Comune, protesta dei negozianti: «Stop ai saldi liberi tutto l’anno»

Giovedì è stato convocato il tavolo tecnico assieme ai rappresentanti delle associazioni di categoria L’assessore Pantalone: «Prepareremo un documento condiviso da consegnare alla Regione»
CHIETI. Il rifiuto dei saldi liberi tutto l’anno e le resistenze dei commercianti rispetto al tentativo di togliere la competenza decisionale diretta alle Regioni saranno al centro di un tavolo tecnico in Comune con le associazioni di categoria e con l’assessore al Commercio Manuel Pantalone. L’appuntamento è in calendario giovedì. Il vertice servirà a predisporre un documento condiviso da consegnare alla Regione, prima del passaggio in consiglio dei ministri della norma sulle liberalizzazioni voluta dal Governo Meloni.
La maggior parte dei negozianti tradizionali si è detta contraria al provvedimento, che prevede di azzerare i limiti temporali in cui è possibile realizzare le vendite promozionali e quelle straordinarie di fine stagione, convinti che possa trasformarsi in un danno per le piccole e medie imprese. «L’Abruzzo», spiega Pantalone, «già prevede la possibilità di effettuare vendite promozionali tutto l’anno, previa comunicazione al Comune in cui si svolge l’attività. Questo è uno strumento che aiuta e supporta il commercio e che noi come amministrazione abbiamo più volte sostenuto organizzando eventi a tema». Pantalone evidenzia come «altra cosa sarebbe una liberalizzazione completa dei saldi». «L’obiettivo di questa riunione», prosegue l’assessore, «che abbiamo avuto la premura di convocare, è quello di stilare un documento insieme alle associazioni di categoria della nostra città da inoltrare agli enti sovraordinati e in modo particolare alla Regione che incontrerà nelle prossime settimane il Governo proprio per discutere di questa norma. Sembra chiaro che la posizione delle associazioni di categoria, già palesata nel corso delle scorse settimane, sia di profonda criticità rispetto all’opportunità di questo provvedimento, perché il momento dei saldi stagionali rappresenta, nell’immaginario collettivo, una fase ben definita nella quale effettuare compere e che, proprio per la sua vantaggiosità, fa scaturire nei cittadini una sana propensione al consumo in grado di alimentare e supportare l’economia di un territorio».

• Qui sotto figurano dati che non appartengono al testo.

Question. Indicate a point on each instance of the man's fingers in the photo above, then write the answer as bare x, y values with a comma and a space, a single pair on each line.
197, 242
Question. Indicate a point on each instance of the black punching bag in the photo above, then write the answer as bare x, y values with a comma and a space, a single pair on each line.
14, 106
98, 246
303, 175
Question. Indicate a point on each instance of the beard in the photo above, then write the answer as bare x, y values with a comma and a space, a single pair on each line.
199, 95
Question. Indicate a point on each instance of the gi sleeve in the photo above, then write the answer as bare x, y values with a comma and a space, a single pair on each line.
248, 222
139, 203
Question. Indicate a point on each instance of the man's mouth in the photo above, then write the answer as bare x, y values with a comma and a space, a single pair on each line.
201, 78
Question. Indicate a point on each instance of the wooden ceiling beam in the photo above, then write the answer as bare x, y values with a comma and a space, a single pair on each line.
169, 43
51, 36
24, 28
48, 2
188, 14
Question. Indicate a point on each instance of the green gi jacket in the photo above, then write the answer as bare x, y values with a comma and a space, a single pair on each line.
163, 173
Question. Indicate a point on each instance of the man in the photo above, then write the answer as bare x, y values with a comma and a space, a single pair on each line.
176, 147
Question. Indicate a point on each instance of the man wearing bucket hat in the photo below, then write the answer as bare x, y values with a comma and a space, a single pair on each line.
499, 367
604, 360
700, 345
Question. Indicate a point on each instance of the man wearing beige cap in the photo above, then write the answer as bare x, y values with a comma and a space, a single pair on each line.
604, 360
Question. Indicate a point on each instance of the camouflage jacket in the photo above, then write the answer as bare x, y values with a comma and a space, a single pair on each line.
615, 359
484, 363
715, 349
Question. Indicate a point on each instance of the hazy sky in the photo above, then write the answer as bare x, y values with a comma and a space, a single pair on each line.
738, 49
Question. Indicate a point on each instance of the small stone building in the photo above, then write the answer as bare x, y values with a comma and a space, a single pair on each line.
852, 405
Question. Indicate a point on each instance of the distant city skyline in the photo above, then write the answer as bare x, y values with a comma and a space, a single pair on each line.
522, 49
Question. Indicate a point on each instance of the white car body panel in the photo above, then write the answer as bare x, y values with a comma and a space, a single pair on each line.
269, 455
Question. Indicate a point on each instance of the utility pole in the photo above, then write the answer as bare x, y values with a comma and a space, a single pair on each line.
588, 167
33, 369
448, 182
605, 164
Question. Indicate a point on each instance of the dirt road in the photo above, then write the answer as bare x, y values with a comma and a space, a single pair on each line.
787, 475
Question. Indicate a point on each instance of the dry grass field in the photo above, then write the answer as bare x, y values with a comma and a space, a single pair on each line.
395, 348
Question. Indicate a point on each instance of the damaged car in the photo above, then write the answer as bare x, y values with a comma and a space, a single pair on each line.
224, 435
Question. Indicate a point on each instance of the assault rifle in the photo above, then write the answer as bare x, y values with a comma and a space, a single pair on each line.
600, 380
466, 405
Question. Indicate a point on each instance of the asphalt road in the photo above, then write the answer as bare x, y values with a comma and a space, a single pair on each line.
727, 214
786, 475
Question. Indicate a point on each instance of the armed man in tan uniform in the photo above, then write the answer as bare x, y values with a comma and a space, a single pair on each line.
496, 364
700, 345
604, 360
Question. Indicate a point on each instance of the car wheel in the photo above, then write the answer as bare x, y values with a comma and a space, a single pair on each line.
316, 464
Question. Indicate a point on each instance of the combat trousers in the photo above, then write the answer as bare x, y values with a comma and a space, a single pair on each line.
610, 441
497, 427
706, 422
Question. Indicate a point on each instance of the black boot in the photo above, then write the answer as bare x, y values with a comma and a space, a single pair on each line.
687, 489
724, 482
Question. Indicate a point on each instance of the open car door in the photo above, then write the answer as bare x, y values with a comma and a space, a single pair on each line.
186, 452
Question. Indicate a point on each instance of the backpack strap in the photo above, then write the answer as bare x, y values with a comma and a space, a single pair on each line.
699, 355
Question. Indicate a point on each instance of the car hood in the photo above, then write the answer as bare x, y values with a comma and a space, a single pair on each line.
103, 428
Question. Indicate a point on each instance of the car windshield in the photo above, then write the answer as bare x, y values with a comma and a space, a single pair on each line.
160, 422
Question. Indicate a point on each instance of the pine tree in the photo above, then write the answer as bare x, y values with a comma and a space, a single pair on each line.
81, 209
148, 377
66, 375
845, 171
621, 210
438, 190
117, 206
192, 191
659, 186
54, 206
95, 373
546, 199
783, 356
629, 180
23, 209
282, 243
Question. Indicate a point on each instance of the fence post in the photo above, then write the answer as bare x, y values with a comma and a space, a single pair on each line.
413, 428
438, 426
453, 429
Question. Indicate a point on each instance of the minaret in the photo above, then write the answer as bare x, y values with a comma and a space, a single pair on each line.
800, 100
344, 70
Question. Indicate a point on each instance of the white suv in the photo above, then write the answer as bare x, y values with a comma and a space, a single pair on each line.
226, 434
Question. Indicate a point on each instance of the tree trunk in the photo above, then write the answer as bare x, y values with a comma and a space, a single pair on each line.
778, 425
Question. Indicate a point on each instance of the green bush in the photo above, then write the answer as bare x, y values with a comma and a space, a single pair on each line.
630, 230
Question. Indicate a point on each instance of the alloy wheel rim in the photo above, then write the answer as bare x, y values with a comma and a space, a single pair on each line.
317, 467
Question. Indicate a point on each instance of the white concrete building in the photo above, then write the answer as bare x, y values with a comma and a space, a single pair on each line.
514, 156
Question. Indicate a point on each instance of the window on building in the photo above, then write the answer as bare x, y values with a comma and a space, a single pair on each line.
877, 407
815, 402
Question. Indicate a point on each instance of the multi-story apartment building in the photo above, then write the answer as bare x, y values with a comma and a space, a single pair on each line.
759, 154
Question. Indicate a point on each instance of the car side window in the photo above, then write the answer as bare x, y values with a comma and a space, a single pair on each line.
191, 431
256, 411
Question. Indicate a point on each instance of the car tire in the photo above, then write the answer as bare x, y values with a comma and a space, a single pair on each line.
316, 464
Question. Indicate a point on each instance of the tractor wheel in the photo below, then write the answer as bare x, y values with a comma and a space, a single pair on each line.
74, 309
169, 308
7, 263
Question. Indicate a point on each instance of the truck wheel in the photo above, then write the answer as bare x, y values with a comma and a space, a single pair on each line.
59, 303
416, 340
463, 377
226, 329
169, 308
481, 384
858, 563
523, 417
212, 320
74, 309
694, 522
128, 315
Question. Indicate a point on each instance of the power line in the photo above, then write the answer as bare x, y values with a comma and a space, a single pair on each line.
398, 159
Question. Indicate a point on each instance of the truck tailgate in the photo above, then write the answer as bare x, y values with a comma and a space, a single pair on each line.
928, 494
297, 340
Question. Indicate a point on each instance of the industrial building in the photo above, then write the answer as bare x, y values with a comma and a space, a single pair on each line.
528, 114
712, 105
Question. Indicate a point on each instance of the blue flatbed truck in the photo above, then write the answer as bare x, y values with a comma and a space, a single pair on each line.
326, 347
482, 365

La riunione di giovedì è stata convocata anche per tracciare un bilancio delle festività pasquali. «Le compere», conclude Pantalone, «in base ai dati in nostro possesso sono state molto positive, grazie anche all’importante flusso di persone che hanno popolato le vie del nostro centro storico e del nostro centro urbano cittadino, a dimostrazione dell’ottimo lavoro che stiamo compiendo nel rilancio dell’intero comparto».